SCIABOLETTA DA OPERETTA: “AIUTAVO CHIARA RIZZO PERCHÉ ERA SOLA. E’ IN PRIGIONE DOPO AVER FATTO UNA VITA D’INFERNO” - VISTE LE SERATINE A MONTECARLO, FORSE LADY MATACENA HA VISSUTO ALLA GRANDE A SUA INSAPUTA
1. VITA D’INFERNO
CHIARA RIZZO MATACENA SULL AEREO FOTO DI MATTEO INDICE
Dice Claudio Scajola ai magistrati: «Io a Chiara Matacena dicevo che doveva far rientrare il marito». E ancora: «La verità è che Matacena è latitante là e Chiara è in prigione dopo aver fatto una vita d’inferno». Certo, tra Montecarlo e le Ferrari non sembrava passarse la male.
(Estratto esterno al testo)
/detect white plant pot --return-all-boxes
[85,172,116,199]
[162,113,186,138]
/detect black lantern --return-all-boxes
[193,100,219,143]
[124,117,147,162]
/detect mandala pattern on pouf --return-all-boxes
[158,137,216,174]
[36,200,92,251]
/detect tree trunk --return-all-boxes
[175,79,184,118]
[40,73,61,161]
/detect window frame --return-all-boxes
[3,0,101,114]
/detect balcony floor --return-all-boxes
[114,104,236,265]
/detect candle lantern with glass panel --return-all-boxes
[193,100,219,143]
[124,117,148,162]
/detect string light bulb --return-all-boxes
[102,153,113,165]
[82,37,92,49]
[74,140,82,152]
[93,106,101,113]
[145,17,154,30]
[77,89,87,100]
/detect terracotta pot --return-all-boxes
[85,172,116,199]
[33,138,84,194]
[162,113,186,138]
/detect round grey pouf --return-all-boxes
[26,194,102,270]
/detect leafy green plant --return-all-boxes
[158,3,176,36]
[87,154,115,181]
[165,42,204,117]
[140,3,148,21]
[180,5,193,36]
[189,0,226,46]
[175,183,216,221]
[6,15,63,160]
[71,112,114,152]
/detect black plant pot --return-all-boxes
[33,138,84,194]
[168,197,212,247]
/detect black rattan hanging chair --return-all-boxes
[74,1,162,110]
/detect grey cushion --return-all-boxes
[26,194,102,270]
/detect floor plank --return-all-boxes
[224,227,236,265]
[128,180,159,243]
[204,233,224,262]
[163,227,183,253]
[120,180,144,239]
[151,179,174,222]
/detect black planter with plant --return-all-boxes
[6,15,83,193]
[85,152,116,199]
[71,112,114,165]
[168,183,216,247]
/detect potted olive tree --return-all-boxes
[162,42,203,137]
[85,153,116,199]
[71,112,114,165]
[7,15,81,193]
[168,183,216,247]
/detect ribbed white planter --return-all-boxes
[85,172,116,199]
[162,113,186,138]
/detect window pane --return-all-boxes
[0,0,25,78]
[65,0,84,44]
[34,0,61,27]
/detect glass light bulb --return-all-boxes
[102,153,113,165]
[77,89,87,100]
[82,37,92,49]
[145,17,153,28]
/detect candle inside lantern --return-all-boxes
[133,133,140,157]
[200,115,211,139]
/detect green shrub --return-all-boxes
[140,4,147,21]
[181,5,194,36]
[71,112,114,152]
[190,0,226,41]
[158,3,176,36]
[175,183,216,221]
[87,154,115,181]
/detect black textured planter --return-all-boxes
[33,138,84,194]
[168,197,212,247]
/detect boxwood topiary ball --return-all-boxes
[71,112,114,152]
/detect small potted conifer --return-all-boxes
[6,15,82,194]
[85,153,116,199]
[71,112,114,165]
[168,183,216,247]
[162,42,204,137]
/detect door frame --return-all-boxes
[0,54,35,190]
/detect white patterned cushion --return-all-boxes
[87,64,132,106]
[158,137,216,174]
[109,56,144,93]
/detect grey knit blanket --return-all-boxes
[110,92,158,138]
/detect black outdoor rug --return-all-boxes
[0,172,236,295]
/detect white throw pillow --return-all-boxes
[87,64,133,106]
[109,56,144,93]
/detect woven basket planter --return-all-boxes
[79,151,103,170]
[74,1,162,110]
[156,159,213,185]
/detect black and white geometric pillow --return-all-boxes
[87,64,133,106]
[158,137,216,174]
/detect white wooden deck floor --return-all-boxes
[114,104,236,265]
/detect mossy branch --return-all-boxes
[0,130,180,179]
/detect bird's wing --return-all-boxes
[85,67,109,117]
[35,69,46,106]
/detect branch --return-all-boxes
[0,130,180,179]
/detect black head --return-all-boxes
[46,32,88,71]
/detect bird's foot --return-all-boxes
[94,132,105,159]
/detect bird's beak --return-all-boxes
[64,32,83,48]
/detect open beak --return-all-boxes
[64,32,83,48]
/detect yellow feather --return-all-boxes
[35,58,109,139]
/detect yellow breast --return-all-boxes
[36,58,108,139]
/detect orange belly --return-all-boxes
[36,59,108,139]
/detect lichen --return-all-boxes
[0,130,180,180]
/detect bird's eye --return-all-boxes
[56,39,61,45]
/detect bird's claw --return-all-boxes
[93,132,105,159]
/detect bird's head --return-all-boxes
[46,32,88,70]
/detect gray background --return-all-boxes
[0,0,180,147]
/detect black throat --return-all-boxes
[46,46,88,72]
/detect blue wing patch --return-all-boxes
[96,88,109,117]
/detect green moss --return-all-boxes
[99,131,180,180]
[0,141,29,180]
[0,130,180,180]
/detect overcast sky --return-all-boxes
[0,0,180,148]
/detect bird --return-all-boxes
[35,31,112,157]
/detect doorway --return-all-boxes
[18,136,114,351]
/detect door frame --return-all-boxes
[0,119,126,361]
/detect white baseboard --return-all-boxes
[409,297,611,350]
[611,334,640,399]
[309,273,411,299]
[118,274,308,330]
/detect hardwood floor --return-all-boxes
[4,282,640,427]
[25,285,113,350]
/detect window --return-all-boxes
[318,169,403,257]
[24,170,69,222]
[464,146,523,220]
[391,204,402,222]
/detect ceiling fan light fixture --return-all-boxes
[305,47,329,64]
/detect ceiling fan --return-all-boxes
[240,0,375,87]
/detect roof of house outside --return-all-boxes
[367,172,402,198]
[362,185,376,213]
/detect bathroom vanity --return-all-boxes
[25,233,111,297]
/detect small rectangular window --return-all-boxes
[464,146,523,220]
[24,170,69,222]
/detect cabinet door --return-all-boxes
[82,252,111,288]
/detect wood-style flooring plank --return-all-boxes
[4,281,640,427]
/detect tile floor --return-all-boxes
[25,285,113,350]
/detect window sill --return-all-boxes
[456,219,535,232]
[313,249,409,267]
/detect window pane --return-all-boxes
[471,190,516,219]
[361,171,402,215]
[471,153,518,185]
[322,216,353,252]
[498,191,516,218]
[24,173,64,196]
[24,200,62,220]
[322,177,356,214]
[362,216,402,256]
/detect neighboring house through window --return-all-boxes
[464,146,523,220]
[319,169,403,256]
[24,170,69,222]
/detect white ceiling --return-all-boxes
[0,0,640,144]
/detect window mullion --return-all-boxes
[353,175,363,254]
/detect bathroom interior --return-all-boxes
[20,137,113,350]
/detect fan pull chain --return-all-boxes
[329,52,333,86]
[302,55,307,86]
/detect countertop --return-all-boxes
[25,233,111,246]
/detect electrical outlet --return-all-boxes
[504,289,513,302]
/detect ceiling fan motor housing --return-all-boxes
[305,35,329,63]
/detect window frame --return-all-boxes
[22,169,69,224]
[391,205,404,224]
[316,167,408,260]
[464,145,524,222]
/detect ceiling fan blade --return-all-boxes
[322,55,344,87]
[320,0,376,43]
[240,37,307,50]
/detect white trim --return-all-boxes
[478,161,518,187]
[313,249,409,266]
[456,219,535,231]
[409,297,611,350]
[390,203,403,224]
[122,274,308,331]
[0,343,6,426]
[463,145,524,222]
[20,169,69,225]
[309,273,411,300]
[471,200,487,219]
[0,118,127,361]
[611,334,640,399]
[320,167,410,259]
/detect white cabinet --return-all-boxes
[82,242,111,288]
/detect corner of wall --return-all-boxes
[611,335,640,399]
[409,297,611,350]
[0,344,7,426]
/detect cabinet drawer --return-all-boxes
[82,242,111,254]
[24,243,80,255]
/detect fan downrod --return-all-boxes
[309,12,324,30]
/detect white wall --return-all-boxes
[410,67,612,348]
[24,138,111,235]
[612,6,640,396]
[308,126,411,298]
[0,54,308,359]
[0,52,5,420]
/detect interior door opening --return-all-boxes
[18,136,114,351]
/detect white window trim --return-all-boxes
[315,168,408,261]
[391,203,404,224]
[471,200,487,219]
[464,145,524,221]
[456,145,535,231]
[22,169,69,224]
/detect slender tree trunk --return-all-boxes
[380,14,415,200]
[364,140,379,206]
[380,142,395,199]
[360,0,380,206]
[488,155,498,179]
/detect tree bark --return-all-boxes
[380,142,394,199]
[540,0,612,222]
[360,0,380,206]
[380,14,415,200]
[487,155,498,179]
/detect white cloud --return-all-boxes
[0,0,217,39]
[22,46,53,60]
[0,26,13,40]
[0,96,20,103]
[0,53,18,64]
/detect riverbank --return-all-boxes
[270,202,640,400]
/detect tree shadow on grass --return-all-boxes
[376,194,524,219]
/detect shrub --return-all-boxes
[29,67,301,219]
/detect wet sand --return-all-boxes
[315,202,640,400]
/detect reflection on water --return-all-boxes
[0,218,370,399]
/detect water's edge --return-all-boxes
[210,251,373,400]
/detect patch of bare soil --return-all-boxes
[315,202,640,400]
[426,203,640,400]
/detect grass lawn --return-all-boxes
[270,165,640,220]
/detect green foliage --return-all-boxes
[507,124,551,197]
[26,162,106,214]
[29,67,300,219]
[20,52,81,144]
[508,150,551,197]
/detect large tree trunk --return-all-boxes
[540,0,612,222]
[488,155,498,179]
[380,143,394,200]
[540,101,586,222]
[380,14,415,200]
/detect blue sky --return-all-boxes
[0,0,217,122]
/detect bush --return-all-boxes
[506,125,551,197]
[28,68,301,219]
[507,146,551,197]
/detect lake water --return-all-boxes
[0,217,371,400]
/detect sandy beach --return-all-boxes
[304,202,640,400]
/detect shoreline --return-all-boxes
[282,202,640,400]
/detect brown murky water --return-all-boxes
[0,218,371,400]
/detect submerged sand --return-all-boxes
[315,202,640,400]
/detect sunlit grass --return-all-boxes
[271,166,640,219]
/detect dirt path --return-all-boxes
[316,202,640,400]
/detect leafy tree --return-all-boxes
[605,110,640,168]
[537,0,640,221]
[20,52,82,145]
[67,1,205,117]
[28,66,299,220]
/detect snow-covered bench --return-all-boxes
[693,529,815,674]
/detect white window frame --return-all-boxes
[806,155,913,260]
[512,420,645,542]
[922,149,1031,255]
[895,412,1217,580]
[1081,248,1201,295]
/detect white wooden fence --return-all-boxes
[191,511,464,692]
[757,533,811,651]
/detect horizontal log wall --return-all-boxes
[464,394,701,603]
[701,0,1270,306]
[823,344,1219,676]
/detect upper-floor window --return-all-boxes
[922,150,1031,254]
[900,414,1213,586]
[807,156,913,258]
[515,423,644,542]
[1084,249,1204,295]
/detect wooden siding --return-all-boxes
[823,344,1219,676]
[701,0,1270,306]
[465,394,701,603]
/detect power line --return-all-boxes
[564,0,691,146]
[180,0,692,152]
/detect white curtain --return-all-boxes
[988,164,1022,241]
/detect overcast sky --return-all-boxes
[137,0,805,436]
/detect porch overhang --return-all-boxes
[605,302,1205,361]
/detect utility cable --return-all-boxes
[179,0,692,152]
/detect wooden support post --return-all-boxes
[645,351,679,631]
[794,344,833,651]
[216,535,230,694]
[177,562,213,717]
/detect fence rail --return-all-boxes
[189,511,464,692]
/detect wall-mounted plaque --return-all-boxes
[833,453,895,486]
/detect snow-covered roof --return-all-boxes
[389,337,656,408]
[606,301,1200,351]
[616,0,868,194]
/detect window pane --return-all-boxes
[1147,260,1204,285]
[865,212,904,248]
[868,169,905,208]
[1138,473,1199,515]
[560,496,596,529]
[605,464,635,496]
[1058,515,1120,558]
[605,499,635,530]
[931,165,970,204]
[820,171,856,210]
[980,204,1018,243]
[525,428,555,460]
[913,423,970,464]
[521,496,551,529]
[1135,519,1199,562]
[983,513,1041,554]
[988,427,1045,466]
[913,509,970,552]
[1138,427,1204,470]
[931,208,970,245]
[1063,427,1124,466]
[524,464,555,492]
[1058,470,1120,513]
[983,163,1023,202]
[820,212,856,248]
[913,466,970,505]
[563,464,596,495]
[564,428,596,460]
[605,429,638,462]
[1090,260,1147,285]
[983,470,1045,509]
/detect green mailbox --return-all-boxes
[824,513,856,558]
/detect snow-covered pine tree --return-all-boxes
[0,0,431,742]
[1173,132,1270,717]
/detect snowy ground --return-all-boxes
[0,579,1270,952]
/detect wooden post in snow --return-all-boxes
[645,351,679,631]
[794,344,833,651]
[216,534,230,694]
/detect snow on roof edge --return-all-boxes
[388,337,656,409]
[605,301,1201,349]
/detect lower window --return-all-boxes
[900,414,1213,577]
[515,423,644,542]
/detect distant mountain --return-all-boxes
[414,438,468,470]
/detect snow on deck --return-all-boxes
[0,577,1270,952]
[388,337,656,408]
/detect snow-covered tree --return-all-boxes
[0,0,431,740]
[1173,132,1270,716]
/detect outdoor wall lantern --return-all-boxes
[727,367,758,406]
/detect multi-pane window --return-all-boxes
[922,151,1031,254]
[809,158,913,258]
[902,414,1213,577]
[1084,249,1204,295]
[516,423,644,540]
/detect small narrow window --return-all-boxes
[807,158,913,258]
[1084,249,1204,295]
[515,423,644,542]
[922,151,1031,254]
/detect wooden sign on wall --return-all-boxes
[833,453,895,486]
Ma forse la vita d’inferno la faceva a sua insaputa.
2. SCAJOLA: AIUTAVO CHIARA PERCHÉ ERA SOLA POLITICAMENTE MI HA UCCISO QUELLA CASA
Giovanni Bianconi e Carlo Macrì per il "Corriere della Sera"
In attesa di sapere dal tribunale del Riesame se devono rimanere in carcere o possono tornare alle rispettive case, Claudio Scajola e Chiara Rizzo in Matacena sembrano dialogare a distanza nei verbali d’interrogatorio davanti ai pubblici ministeri che li hanno fatti arrestare, ora non più segreti e messi a disposizione dei giudici che devono decidere della loro libertà.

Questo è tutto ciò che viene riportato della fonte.